With atmospheric greenhouse gas levels at their highest in history, many researchers have been contemplating one question: How can we reutilize carbon dioxide?
One new study reports a new catalyst with the ability to execute highly selective conversion of carbon dioxide into ethylene, producing an important source material for the chemical industry.
The push to convert carbon dioxide into useful chemicals is not a completely novel concept among the scientific community. For this study, researchers opted to make the process more efficient by implementing a new catalyst with higher selectivity to produce more useful chemicals and less unwanted byproducts.
Ruhr-Universitӓt Bochum PhD student and ECS student member, Hemma Mistry, veered away from the traditional catalyst used in this process and instead opted for copper films treated with oxygen or hydrogen plasmas. By doing this, Mistry was able to alter surface properties for optimal performance.
(MORE: Read Mistry’s past ECS Meeting Abstract entitled, “Selectivity Control in the Electroreduction of CO2 over Nanostructured Catalysts.”)

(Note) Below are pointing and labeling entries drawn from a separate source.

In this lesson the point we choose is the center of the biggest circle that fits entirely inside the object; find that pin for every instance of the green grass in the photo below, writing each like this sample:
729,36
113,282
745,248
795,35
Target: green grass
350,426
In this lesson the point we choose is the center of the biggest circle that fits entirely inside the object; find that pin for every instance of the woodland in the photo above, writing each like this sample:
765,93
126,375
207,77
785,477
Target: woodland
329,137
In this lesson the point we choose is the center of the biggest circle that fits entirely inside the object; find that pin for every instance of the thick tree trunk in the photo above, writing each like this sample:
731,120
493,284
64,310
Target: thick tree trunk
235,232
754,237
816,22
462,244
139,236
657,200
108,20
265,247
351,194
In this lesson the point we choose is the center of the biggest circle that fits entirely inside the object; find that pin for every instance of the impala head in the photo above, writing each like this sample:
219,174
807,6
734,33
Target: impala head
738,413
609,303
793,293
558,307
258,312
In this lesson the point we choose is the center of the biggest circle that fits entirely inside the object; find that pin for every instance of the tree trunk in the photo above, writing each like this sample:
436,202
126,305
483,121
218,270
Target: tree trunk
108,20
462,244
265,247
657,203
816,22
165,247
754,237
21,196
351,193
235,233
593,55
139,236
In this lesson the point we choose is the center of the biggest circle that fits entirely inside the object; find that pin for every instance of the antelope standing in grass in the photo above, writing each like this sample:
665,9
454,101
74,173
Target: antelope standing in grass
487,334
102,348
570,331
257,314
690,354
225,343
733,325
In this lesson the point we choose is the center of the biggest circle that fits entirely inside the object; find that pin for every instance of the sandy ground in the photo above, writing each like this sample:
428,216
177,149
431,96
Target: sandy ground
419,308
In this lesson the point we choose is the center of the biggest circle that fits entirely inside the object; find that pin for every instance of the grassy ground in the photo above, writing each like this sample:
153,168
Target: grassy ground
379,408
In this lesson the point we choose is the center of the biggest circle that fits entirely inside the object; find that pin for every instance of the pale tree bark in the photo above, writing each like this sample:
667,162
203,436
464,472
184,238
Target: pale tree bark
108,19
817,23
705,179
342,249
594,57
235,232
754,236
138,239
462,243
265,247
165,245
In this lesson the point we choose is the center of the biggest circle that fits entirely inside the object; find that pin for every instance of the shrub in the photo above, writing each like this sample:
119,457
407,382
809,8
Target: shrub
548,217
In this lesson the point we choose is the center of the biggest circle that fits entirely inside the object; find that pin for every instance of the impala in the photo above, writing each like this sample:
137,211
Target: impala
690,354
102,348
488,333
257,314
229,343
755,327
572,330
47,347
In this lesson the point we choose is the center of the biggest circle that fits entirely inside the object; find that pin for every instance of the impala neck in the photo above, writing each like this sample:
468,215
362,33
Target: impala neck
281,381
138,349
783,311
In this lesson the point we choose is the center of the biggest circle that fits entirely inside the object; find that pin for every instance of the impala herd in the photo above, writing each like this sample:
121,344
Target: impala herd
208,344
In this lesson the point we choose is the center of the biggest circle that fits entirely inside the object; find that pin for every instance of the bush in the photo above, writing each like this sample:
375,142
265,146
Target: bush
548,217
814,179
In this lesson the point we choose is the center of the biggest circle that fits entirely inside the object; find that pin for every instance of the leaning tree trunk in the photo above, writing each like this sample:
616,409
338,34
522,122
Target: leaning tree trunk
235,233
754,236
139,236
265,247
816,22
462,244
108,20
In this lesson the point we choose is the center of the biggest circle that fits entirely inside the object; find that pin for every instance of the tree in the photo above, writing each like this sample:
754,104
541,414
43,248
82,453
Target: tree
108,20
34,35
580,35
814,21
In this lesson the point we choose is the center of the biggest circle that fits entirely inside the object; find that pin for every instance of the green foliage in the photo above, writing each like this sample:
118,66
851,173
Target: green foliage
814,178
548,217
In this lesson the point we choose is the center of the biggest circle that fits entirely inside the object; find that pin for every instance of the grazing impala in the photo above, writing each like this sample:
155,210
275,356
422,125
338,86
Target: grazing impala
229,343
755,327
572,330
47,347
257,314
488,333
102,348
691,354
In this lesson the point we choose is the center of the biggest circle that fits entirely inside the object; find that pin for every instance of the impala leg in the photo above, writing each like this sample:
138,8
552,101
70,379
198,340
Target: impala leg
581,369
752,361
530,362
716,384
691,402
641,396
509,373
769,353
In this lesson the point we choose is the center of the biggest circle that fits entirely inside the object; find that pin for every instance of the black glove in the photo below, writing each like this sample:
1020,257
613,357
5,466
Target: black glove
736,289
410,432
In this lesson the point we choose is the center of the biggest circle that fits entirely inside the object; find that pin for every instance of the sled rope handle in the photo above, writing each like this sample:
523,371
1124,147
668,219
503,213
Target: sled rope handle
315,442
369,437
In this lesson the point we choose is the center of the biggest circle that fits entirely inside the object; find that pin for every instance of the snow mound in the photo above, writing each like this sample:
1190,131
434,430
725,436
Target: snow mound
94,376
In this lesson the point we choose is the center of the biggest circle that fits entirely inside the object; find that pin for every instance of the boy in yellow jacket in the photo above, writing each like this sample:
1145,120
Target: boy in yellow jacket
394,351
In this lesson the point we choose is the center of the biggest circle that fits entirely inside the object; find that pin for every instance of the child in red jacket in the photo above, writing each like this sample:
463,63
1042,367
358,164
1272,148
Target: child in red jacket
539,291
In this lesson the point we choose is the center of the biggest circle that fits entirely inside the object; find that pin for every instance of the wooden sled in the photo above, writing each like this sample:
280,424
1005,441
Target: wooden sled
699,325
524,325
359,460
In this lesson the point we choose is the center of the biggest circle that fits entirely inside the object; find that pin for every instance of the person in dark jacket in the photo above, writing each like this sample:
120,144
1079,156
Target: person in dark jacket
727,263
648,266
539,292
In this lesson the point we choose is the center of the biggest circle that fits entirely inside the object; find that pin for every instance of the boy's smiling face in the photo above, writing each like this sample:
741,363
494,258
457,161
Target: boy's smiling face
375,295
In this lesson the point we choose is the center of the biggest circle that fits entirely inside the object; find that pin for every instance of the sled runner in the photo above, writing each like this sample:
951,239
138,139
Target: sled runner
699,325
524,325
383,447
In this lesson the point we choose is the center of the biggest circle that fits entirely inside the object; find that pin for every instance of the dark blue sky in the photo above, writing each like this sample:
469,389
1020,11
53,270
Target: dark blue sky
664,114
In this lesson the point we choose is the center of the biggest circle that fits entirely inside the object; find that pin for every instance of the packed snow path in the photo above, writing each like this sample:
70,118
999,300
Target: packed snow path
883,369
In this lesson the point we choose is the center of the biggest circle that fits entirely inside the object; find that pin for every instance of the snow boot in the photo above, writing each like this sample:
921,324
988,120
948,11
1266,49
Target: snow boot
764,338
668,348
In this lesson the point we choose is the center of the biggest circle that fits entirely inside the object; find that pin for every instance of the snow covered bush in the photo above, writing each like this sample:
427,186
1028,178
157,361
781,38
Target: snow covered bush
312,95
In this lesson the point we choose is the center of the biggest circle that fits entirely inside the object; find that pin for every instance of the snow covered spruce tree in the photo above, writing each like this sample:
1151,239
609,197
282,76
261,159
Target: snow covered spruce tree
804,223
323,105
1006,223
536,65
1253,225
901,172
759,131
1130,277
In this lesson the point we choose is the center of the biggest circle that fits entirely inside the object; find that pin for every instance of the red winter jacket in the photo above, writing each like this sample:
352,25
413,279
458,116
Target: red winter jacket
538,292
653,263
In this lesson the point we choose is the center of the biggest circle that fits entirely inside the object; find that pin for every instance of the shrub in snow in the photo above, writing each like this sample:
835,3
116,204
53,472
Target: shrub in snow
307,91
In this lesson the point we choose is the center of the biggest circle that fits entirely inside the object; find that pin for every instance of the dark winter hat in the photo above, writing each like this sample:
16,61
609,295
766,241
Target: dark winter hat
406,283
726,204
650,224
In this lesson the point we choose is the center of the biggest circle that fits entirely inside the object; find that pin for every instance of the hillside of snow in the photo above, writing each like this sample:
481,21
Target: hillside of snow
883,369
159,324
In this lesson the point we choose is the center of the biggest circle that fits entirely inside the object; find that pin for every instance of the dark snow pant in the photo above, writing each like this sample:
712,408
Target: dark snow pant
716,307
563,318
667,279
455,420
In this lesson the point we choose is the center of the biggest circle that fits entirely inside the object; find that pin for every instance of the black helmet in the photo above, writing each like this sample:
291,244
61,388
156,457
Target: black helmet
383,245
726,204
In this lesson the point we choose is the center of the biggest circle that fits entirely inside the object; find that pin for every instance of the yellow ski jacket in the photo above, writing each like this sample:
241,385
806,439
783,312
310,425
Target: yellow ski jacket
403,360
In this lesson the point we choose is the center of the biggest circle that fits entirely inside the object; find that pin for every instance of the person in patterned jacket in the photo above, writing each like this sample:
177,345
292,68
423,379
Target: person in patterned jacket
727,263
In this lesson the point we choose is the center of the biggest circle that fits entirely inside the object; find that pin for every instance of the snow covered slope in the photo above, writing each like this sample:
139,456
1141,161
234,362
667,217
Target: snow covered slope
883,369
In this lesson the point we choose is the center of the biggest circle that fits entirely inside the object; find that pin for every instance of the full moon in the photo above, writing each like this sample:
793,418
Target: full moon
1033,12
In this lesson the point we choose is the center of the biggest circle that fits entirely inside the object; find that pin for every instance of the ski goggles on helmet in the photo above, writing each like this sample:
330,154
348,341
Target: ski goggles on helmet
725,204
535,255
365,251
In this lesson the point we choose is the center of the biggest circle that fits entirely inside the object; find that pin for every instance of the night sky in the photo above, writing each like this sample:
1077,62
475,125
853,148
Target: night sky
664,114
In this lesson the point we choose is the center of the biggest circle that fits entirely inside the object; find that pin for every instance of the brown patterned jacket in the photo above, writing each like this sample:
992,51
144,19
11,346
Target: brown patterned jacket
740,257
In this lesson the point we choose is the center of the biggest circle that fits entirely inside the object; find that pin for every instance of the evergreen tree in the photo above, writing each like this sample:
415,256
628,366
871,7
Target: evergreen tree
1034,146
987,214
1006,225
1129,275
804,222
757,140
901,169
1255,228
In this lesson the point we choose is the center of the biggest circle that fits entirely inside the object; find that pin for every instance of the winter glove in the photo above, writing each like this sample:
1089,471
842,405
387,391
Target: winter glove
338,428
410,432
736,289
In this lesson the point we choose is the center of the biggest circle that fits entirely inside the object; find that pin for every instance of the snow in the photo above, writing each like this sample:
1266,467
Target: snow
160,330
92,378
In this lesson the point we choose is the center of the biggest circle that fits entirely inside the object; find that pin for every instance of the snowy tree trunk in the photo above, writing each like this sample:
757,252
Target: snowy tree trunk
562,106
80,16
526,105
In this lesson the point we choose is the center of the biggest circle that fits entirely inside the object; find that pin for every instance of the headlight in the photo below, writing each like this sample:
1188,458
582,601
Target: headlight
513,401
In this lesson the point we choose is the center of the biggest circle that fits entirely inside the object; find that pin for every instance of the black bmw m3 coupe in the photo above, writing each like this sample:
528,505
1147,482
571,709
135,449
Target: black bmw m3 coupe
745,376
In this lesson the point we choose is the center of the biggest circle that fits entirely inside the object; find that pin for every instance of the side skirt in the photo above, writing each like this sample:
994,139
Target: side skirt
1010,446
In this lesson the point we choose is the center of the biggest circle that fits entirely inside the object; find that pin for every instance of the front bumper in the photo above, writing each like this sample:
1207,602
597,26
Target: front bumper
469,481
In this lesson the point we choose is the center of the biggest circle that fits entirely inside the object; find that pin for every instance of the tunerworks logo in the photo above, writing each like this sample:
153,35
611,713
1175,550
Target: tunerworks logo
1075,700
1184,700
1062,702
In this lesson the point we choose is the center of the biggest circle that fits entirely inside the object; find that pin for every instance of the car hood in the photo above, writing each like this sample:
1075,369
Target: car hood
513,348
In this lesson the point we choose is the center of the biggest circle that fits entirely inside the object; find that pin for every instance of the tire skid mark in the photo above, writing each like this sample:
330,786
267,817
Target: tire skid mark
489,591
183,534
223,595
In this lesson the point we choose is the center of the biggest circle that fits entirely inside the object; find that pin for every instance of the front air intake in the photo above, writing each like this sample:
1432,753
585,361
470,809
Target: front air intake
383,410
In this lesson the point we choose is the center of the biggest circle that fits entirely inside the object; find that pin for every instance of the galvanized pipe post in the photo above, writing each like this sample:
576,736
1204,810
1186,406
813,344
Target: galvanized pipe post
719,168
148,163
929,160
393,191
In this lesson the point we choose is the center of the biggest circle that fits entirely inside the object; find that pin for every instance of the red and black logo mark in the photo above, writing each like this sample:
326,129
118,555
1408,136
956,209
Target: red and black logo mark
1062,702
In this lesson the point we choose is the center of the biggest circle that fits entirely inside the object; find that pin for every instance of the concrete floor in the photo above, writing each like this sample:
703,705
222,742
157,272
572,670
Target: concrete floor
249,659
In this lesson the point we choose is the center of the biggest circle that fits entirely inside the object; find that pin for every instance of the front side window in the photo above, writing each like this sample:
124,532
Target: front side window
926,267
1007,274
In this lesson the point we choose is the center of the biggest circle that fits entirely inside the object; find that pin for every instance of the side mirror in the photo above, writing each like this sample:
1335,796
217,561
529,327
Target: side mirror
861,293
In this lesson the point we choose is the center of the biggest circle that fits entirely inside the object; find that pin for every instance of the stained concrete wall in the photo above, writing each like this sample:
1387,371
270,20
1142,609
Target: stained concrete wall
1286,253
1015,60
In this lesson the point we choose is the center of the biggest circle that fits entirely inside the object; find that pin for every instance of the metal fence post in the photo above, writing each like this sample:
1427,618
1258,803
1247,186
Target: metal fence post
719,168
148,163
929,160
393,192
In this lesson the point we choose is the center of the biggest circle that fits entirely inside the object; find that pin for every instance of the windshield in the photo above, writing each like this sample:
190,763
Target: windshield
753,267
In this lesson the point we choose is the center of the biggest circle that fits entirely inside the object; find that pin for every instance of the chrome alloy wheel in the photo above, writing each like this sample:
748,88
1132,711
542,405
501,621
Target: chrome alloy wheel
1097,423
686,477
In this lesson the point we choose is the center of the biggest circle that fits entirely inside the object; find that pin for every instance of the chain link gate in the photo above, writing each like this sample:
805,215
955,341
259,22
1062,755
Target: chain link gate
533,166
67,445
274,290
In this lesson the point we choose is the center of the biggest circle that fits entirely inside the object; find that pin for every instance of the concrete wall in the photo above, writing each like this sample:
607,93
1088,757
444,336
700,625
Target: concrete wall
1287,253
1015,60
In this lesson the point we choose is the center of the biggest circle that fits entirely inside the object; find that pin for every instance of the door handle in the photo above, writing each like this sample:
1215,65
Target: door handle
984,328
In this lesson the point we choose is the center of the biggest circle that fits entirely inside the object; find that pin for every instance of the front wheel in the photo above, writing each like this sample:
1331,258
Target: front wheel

This from Ruhr-Universitӓt Bochum:
The researchers also identified the reason why this form of plasma treatment has been successful. Using synchrotron radiation, they analysed the copper film’s chemical state during the catalysis of the reaction. Through these measurements, they detected the cause of the higher ethylene selectivity. The key component was positively charged copper ions at the catalyst surface.
“The results open up new possibilities for designing catalysts on the nanoscale with specific activity and selectivity,” says Beatriz Roldan Cuenya, co-author of the study.